Note-se que a norma foi baixada em tempos em que o tráfico negreiro já era considerado contrabando em função de um tratado entre Brasil e Inglaterra que passou a vigir em 1831. Segundo o historiador Sidney Calhoub, mesmo com as leis abolicionistas – como a dos Sexagenários, do Ventre Livre, etc. –, a rotina da ação policial na corte sempre reforçou a manutenção do domínio senhorial, o que só fazia aumentar as tensões entre escravos e escravocratas e as demandas dos negros junto ao judiciário e à sociedade.
República branca
Há 70 anos, Caio Prado Júnior, em seu livro História Econômica do Brasil, afirmava que o processo abolicionista teve mais a ver com a adequação das forças de trabalho ao novo modelo capitalista que se impôs no século XIX do que com uma reforma social. De fato, proclamada a República, as instituições do país se eximiram de qualquer política pública que promovesse a transição da condição de escravo para a nova forma de organização da vida e do trabalho. Muito pelo contrário, em nome do progresso civilizatório e sanitário, as manifestações religiosas e culturais dos negros se tornaram proibidas por lei, e os zungus e os cortiços do centro da cidade (onde muitos negros moravam) foram invadidos e demolidos quase que sumariamente para ceder espaço às reformas do prefeito Pereira Passos.

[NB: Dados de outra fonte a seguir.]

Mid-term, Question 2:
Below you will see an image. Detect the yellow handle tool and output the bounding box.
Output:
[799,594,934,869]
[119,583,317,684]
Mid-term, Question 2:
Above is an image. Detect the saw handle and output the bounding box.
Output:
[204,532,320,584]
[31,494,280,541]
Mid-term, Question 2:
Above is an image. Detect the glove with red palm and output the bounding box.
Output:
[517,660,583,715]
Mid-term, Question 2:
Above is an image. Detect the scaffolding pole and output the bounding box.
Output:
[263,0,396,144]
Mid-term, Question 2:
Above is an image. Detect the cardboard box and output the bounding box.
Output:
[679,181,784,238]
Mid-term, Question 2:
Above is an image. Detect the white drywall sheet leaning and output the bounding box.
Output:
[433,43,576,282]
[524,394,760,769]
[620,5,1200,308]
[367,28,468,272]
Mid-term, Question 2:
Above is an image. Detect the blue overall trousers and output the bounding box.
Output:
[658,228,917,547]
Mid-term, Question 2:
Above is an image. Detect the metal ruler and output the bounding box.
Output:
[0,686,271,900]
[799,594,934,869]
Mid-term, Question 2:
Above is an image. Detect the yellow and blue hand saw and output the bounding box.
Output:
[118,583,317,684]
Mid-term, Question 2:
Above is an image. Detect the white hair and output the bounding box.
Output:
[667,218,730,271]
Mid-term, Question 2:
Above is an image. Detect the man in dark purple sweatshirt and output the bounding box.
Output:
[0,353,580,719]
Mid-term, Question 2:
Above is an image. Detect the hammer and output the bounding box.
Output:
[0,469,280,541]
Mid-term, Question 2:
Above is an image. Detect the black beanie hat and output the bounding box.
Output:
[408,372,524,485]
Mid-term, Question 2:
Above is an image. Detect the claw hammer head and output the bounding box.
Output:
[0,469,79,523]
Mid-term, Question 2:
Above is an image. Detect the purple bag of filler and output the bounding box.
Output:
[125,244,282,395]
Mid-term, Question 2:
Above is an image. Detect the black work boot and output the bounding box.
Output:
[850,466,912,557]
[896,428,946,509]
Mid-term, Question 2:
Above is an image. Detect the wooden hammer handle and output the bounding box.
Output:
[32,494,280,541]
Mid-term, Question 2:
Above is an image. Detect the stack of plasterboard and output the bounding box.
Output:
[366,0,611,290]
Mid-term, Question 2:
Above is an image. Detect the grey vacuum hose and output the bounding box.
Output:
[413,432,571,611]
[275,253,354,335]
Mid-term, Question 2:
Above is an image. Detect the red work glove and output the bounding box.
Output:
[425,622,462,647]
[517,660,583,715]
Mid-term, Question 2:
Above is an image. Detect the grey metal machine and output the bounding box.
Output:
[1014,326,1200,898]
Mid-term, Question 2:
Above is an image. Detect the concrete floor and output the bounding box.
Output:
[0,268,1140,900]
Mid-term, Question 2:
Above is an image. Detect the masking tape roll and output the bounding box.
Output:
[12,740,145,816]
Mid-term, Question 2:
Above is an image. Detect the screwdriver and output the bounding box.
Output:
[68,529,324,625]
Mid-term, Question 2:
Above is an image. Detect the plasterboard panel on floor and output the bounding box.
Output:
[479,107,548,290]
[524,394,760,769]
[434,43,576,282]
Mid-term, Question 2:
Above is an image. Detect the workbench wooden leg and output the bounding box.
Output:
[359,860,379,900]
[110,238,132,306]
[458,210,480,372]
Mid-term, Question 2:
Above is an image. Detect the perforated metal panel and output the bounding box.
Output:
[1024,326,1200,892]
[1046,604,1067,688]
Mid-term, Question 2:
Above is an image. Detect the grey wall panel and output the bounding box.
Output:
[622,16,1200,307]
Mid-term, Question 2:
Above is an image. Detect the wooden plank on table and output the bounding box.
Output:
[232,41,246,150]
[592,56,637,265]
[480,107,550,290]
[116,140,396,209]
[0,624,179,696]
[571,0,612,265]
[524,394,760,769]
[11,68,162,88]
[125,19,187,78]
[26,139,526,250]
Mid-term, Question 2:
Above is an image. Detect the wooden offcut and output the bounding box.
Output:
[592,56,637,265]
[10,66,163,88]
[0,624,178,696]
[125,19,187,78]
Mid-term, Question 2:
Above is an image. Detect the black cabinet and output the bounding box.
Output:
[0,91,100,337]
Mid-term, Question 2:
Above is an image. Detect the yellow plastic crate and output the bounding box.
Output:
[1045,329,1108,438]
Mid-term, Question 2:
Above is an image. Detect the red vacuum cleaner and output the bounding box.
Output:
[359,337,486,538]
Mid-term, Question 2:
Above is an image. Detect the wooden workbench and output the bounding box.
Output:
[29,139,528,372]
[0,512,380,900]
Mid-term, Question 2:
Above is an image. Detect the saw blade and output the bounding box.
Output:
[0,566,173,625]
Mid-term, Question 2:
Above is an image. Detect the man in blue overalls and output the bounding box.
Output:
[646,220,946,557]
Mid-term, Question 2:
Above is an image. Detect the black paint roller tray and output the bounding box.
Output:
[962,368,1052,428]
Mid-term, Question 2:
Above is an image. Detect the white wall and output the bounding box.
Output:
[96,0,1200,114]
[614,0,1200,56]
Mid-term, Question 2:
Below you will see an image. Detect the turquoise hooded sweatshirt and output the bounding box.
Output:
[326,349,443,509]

No contraponto disso, os fazendeiros de café – a elite econômica da época – receberam toda a proteção da recém-nascida República, que garantia a compra de seus produtos agrícolas a um preço estável, independentemente da situação do mercado mundial. Na verdade, a libertação dos escravos colocou no centro da cena o projeto e o ideário político da maioria dos abolicionistas republicanos, quase todos impregnados pelas mais novas teorias europeias de superioridade racial do europeu branco. Tais teorias, conforme Maringoni, legitimavam a pregação da liberdade do negro e, ao mesmo tempo, a exploração étnica e a corrida neocolonial em direção à África e à Ásia.

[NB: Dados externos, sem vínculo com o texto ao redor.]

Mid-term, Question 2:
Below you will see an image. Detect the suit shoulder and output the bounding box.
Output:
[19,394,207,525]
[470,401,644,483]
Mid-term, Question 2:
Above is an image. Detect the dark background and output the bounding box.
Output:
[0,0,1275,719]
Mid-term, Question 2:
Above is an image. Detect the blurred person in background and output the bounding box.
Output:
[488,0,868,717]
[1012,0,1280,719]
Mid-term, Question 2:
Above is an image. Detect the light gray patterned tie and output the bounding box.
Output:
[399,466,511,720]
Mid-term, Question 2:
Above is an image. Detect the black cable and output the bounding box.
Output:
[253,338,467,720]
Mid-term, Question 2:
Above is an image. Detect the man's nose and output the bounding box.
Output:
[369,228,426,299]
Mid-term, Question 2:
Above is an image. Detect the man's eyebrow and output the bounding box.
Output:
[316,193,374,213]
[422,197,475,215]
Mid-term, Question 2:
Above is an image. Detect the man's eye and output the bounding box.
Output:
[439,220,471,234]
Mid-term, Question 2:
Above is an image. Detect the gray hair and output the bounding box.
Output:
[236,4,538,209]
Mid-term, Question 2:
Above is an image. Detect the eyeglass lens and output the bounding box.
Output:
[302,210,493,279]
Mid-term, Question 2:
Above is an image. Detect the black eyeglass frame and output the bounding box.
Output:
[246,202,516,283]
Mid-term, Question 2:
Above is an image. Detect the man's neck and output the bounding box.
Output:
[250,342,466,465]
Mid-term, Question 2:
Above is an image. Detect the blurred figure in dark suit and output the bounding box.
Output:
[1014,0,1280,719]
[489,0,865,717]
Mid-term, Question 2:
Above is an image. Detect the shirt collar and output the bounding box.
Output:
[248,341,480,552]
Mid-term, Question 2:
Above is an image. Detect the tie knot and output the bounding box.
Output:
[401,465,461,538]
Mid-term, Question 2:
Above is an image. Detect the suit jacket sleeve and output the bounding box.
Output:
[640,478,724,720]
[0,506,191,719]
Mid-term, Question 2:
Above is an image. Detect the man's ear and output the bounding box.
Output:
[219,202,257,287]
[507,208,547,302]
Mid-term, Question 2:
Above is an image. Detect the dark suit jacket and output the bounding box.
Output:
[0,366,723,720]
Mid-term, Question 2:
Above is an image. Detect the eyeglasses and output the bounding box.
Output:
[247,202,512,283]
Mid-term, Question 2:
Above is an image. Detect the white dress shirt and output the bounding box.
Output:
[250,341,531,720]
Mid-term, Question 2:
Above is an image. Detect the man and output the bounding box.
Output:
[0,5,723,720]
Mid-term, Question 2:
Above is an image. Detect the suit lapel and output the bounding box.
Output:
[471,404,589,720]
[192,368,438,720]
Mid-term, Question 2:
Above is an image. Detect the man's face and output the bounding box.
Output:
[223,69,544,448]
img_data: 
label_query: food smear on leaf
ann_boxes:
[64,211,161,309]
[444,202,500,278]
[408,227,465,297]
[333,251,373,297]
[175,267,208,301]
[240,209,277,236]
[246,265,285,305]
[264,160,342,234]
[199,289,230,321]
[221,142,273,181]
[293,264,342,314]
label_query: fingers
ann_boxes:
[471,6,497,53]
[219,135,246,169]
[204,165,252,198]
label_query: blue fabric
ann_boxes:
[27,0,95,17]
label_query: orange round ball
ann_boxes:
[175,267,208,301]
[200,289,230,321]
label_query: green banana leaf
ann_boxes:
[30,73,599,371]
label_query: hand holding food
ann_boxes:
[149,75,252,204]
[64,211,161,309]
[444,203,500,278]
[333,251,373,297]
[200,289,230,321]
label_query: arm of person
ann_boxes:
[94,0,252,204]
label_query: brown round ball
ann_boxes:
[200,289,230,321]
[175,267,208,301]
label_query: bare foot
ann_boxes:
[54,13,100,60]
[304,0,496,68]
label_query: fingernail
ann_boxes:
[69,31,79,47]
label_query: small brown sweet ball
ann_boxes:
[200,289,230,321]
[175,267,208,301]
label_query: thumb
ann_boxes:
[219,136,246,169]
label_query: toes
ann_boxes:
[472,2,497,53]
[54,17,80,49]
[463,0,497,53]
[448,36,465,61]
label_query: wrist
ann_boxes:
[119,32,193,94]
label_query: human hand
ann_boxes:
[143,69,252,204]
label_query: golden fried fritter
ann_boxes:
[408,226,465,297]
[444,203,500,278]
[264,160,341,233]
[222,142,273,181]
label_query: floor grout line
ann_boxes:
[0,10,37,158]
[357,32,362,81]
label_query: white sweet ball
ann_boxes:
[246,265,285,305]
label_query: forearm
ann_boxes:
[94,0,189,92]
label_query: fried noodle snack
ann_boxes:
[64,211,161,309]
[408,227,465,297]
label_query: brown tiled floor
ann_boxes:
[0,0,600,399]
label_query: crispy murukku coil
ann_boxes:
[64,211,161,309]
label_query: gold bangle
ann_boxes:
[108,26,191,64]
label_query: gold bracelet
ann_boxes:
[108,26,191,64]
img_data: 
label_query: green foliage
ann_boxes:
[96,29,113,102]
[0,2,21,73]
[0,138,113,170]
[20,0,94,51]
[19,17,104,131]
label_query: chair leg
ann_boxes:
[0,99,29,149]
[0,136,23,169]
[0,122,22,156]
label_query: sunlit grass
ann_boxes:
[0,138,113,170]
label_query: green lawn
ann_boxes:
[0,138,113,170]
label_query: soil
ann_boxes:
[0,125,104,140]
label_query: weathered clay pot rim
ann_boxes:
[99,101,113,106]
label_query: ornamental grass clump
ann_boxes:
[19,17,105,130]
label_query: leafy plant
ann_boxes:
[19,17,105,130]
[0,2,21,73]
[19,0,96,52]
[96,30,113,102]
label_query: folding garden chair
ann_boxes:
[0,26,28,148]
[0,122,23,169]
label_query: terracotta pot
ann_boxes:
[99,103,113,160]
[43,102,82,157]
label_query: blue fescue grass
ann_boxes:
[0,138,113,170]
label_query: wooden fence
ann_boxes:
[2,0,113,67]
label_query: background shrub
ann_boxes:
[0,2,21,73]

Essa forma de pensar veio acompanhada do projeto de branqueamento racial, para que o Brasil pudesse, um dia, chegar ao patamar da superioridade europeia. Isso afetou, inclusive, os asiáticos que imigraram para o país. No Parlamento Imperial, o republicano e abolicionista Joaquim Nabuco, por exemplo, se lamentava sobre o principal efeito da escravidão para a população brasileira: “saturá-la de sangue preto”. E para a superação do atraso do país, um dos mais representativos intelectuais da época, Sílvio Romero – historiador, filósofo, jornalista, político – propunha a constituição de uma “nova raça”, com supremacia branca, por meio de uma política que incentivasse a imigração europeia.

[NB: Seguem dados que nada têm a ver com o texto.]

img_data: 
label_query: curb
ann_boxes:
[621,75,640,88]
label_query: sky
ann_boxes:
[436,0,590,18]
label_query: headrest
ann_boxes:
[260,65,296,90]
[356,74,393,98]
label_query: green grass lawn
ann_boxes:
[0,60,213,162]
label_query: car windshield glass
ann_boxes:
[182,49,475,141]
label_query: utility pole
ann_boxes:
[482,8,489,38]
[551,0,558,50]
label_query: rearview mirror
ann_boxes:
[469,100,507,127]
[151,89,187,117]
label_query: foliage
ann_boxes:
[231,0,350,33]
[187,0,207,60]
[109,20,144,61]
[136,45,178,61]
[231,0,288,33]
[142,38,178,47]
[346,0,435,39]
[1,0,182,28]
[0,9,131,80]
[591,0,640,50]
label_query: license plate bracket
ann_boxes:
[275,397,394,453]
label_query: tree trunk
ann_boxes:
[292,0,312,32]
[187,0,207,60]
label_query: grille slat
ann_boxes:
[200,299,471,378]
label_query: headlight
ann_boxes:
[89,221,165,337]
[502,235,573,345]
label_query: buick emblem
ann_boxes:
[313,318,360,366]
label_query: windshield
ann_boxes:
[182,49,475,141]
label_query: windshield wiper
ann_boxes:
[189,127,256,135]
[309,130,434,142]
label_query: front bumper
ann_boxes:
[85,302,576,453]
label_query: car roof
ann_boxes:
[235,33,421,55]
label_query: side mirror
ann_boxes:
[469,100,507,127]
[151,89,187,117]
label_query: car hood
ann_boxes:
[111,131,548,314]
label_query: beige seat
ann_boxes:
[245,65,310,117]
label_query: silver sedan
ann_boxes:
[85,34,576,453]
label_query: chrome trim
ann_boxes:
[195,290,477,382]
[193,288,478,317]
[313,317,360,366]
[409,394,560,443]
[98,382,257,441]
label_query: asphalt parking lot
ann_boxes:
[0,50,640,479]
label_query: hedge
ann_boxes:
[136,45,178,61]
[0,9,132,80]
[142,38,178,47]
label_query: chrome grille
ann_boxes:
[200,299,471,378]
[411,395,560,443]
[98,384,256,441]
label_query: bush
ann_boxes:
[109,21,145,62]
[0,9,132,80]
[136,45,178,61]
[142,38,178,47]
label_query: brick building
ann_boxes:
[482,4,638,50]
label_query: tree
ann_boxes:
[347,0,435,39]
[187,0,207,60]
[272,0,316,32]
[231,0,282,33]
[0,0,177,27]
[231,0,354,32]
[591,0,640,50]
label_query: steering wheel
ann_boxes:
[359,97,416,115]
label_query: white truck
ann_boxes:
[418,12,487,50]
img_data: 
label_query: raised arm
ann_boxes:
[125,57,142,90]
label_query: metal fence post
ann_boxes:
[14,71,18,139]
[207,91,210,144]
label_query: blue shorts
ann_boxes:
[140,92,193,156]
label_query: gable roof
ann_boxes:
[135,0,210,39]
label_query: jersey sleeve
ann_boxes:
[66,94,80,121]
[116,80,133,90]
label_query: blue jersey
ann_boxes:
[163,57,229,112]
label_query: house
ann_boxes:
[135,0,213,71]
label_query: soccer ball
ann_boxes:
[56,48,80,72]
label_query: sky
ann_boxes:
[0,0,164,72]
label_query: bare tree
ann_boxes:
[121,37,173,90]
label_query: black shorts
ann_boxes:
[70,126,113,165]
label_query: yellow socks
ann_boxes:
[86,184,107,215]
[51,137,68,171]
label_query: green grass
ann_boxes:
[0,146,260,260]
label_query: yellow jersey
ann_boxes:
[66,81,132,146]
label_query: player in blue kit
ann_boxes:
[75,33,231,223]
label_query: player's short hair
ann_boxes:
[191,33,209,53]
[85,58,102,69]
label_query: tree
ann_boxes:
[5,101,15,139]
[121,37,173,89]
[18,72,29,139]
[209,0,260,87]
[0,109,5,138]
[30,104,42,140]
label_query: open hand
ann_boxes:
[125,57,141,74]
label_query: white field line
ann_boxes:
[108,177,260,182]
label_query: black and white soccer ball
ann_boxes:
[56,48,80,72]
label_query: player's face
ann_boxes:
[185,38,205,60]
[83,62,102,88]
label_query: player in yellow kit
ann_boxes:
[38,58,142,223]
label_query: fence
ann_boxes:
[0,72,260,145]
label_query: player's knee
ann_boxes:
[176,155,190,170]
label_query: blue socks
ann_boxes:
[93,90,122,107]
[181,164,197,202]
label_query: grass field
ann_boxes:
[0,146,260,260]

Com a proclamação da República, o papel dos negros no mercado de trabalho se consolidou como mão de obra descartável e de reserva, intrinsecamente barata. Diante de todo o contexto histórico, não fica difícil imaginar por que as tatuagens de coroa imperial viraram símbolo de uma utopia de igualdade entre parte considerável da população negra da cidade, muito embora a realidade dos crioulos, africanos e ex-cativos daquele tempo fosse mais próxima à da sabedoria de um velho ditado popular: se correr o bicho pega, se ficar o bicho come. Alijados do processo político-eleitoral – já que a maioria era analfabeta e não podia votar – e sem políticas públicas que lhes dessem condições de usufruir da cidadania, tiveram que esperar algumas décadas para que a República começasse a integrá-los à vida social.